But hope in Haiti, as human hope goes, is probably at its lowest ebb at this moment. The hope brought in by those who want to help may be high but may also be based on their expectations. In that sense it is worth noting for a moment the connection between the words “hope” and “expectations”. While hope implies at least some minimum of certainty and confidence in that which is hoped for, expectation is actual action, watching it already taking place. But both require a level of realism.
Before the earthquake: Haiti already had 100,000 orphans, 84% under the poverty line, 54% in the misery side of it; 1 in 10 Haitians are HIV positive. The country has been under uncontrolled deforestation, there is no tradition of effective civic government or national democracy, on the contrary, political tribalism rules; there is a projected 300,000 homeless at the moment (30,000 as of the same day of the earthquake) and the culture is deeply fatalistic. A CNN reporter said, “there is a saying that, Haitians are 80% Catholics, 15% Protestant, 100% Voodoo.” (Voodoo was made the official religion of Haiti by dictator Duvalier)
At a recent meeting of South American leaders, President Preval asked for tons of seeds, fertilizer, and technical assistance to reforest Haiti. To overcome deforestation, which already was a disaster before the earthquake, is going to require also the rehabilitation of a whole ecosystem—a scientific and development project of major proportions. If there isn’t in place a reasonable sustainable ecosystem capable of tolerating Haiti’s natural phenomena, such as seasonal rains and hurricanes, no amount of seeds will guarantee success.
Then there is the human phenomenon. Before the earthquake there were already in place around 1,700 missionary organizations in Haiti on a permanent basis. Then there are many more that go there on short trips for relief efforts, others use Haiti as a mission lab. Most of these organizations really “do the Lord’s work”. They are motivated by a sense of religious altruism. Secular and non-governmental agencies have also been present for years. Most of the missionary work is serious and responsible, but plenty of it is sectarian proselytism and anti-Catholic.

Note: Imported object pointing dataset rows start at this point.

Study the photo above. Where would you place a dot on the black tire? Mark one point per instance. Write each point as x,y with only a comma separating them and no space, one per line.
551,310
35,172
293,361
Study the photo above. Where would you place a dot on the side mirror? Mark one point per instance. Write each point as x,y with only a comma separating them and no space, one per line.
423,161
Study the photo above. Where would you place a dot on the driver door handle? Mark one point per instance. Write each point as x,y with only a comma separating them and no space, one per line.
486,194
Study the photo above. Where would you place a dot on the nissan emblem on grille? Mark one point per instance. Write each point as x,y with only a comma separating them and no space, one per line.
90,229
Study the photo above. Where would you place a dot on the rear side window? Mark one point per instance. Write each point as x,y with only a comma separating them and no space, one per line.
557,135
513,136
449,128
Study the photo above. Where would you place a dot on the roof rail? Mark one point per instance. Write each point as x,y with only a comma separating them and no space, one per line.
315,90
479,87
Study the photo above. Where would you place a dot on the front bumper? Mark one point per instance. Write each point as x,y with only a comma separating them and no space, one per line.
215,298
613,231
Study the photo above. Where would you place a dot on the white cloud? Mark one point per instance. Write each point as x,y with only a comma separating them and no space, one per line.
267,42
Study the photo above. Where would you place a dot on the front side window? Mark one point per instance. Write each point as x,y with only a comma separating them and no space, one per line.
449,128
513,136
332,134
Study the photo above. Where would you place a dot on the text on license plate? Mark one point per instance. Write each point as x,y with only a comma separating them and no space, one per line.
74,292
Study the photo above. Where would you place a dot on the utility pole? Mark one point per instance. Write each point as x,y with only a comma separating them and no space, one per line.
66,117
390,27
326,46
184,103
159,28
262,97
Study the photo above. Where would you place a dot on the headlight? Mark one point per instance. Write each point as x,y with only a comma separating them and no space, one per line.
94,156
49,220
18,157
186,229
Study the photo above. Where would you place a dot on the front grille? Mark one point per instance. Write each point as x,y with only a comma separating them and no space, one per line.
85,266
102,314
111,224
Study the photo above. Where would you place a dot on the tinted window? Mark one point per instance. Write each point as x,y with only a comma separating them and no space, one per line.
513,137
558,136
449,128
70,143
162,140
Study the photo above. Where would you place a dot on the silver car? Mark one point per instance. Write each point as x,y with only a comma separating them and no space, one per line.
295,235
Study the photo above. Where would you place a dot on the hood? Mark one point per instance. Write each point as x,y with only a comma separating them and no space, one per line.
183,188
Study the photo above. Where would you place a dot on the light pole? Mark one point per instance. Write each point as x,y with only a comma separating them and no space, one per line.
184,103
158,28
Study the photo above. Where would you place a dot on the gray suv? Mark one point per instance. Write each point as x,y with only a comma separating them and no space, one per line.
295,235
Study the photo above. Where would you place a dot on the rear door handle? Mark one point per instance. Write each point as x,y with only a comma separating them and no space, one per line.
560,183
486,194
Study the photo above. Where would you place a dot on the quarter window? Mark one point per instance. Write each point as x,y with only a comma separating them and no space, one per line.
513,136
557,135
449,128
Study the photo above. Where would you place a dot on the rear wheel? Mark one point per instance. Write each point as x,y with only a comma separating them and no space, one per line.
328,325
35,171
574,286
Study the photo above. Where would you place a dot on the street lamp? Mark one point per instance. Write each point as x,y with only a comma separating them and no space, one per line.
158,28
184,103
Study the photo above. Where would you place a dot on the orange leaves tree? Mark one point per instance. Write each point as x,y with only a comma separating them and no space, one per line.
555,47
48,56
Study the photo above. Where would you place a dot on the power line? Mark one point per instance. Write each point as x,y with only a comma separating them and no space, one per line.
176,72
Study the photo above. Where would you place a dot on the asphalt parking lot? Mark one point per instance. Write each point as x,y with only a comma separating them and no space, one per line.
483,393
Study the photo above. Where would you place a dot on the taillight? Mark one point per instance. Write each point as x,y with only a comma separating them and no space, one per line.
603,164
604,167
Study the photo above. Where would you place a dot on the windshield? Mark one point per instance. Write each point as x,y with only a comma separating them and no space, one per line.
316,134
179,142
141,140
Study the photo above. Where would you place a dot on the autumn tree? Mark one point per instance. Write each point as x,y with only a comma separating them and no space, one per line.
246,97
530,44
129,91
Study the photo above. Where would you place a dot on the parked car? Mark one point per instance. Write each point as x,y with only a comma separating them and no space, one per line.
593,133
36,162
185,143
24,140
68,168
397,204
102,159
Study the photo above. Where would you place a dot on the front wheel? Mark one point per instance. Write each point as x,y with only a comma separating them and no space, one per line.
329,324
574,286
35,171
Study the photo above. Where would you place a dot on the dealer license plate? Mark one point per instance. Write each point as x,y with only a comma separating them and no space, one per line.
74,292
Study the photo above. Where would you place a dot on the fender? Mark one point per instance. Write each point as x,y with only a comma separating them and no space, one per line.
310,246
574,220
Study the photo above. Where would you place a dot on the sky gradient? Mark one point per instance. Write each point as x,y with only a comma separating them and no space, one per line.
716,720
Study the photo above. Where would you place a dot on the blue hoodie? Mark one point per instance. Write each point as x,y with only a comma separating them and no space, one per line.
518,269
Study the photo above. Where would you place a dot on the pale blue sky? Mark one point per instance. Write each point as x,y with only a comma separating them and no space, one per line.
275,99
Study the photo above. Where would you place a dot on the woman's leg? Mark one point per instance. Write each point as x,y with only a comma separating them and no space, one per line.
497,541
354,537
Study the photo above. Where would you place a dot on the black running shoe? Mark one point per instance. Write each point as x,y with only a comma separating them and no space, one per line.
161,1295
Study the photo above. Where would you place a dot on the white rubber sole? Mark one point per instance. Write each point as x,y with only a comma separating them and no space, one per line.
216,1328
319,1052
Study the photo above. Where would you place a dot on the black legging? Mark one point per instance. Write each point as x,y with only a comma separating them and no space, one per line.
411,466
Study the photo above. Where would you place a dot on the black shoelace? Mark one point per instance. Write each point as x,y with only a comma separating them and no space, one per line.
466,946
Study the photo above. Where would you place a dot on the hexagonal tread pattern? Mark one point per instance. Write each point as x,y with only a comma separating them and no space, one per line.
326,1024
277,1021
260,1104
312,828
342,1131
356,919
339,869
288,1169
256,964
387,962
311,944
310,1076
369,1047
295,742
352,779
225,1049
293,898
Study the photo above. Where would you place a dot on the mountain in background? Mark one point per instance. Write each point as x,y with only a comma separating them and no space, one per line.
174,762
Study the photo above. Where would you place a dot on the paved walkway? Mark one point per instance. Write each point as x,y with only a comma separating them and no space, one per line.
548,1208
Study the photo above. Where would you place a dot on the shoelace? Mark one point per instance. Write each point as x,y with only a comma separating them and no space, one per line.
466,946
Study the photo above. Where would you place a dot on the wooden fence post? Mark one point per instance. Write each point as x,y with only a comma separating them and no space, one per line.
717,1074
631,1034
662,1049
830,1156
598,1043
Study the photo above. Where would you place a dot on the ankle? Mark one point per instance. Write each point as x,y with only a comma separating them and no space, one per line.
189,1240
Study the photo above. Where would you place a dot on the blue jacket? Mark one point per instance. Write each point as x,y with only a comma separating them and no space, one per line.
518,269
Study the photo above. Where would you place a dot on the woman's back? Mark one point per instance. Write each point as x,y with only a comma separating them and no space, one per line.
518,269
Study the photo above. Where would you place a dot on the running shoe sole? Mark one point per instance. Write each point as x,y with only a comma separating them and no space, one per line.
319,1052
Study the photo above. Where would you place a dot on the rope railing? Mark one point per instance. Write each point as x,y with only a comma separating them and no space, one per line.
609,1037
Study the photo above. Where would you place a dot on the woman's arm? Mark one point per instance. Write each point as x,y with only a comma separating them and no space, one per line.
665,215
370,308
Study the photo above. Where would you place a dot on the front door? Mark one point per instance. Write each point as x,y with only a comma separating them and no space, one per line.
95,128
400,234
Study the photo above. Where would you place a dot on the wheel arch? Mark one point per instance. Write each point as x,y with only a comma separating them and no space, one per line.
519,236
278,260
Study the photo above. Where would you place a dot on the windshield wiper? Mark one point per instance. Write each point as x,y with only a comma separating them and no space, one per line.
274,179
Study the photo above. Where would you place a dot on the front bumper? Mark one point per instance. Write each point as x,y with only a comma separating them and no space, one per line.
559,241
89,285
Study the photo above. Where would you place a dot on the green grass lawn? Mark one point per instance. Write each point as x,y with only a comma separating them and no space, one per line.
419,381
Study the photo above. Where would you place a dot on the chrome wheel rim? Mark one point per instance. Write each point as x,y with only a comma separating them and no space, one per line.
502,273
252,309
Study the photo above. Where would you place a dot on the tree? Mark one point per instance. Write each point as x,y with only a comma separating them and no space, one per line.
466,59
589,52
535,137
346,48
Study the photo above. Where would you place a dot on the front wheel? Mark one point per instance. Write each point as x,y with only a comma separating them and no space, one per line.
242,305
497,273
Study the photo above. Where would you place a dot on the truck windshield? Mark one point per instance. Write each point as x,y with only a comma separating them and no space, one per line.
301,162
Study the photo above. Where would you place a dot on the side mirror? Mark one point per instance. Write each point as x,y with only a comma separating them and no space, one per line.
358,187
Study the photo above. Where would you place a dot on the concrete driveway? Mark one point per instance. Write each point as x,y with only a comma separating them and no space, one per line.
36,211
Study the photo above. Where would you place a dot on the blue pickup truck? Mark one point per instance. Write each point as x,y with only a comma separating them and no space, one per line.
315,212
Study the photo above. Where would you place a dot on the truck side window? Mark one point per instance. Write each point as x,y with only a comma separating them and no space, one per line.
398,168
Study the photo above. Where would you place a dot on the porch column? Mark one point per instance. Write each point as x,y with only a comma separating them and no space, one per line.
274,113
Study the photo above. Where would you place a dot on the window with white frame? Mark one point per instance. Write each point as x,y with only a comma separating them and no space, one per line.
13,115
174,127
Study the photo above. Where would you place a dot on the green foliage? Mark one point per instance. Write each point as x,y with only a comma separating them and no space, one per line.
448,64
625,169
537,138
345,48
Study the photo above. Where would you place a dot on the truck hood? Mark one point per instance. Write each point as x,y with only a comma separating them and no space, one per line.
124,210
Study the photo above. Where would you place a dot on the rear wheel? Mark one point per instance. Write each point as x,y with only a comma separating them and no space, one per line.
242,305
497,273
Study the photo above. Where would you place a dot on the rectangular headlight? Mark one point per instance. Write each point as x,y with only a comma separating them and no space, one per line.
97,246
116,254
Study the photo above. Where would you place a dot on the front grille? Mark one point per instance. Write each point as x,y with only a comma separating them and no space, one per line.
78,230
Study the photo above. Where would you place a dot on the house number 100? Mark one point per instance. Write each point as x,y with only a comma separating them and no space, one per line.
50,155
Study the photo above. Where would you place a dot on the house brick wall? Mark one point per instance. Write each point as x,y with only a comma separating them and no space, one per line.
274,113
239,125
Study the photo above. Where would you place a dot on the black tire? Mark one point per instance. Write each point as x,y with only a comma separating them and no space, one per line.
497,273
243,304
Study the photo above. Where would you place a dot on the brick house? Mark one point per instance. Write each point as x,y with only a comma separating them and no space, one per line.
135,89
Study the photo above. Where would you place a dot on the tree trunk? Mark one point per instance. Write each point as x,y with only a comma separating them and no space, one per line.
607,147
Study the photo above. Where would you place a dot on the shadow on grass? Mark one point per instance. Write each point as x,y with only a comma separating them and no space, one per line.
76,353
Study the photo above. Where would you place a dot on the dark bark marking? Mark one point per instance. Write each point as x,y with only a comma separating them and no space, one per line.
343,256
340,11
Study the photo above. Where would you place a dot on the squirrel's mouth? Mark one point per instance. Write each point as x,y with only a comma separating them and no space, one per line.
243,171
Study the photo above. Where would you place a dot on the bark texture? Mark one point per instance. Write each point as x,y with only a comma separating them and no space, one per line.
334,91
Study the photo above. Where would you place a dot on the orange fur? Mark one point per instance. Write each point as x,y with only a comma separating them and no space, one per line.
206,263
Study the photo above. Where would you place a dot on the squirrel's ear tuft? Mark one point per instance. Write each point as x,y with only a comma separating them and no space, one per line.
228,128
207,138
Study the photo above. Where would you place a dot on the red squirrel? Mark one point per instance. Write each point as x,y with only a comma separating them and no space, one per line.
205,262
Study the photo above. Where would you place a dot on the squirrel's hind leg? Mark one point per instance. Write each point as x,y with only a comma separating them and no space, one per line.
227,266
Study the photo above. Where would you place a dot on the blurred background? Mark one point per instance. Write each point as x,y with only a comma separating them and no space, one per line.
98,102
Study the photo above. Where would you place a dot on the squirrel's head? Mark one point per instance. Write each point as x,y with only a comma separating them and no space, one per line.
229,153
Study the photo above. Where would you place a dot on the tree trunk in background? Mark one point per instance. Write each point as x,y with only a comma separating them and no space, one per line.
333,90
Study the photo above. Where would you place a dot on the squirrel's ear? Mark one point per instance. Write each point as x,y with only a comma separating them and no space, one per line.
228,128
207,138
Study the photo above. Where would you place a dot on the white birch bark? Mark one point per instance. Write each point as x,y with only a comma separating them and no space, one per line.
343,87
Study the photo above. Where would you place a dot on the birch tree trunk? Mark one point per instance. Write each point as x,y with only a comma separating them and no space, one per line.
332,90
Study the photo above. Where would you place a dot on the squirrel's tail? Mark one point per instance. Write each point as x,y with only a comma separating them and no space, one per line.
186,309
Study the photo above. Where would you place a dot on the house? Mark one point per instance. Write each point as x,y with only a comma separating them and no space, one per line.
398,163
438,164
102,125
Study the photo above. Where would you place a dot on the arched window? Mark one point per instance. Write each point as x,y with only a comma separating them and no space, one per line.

Will Haiti ever become anything more than what is at present, the poorest country in the western hemisphere? Will Haitians be capable of filling the blanks for themselves? I think they can.
Yet the recovery effort is going to take years of more international aid and dependency. And unless a program is instituted where Haitians are involved or paid to work in their own reconstruction they will become wards of the UN (think Palestinians). After the telethons from Hollywood are over we will feel better, but I’m afraid that in a year or two Haiti will be forgotten.
Our developing debate on Haiti reminds me of the satirical anti-imperialist 19th century poem by Rudyard Kipling, taken to heart by many who read it as a command for the white race to civilize and Christianize the world.
Traditionally seen as a pro-imperial exhortation, a closer reading in its entirety tells us otherwise. It sarcastically warns us of the pitfalls of “good-ism” ideology, the kind that wraps questionable imperious intentions in an aura of duty, paternalism in a garment of compassion.
Immediately after the earthquake the left wing blogs were full of conspiratorial theories and blaming of the U.S. for the political and economic state of Haiti. On the right, there were all kinds of religious and racial theories. Explanations for the earthquake and fate of the
Haitian people ran the gamut, from Rev. Pat Robertson’s theory of Haiti’s founding fathers “pact with the Devil,” to actor Danny Glover’s theory of Mother Earth punishing “us” for not signing the Copenhagen accord.
Echoes and comparisons to Katrina were also brought to memory. The esoteric explanations kept pouring in. Hugo Chavez said the U.S. is occupying Haiti and caused the earthquake with a secret earthquake weapon later to be tried against Iran, and Rachel Maddow blamed Bush.
The “Spiritual but not Religious” movement advises us that we can always do this:
“An earthquake has rocked Haiti and shaken the foundations of their optimism. Your positive thoughts and actions can be the rock on which they rebuild their lives. Knowing that they have massive global support will empower them to build a steely resolve to begin believing again.
“Say to yourself: My infinite spirit that cannot be broken, greets the infinite spirit in the people of Haiti who have suffered devastating circumstances before and will survive again.”
Whatever the case, they all seem to want to urge us into action or even to inaction, either by way of guilt or fear. The White Man’s Burden lives.
But any work that is not oriented to facilitate civic responsibility and institutions, and is just religious in nature, is only contributing to further dependence and self-fulfilling images of impotence. What a people believe about themselves is instrumental either in their liberation or in becoming pernicious self-fulfilling prophecies.
Why is Haiti still so poor? Is it because it is cursed by God as Rev. Robertson says? Rubbish, of course. If there is any “curse” involved it is none other than its own cultural, historical and political dynamics, the consequences of exploitation and slavery and perhaps in the cursed blessing of having being one of the major recipients of the “White Man’s Burden.”
The question is, are Haitians going to rebuild their country, or are we “good Christians” going to do it for them... again... and again... and again? Are we going to be agents of liberation, or of continuity in dependency? Sometimes charity can disguise the bigotry of low expectations. To really empower Haitians to empower themselves we must let them fill in their blanks.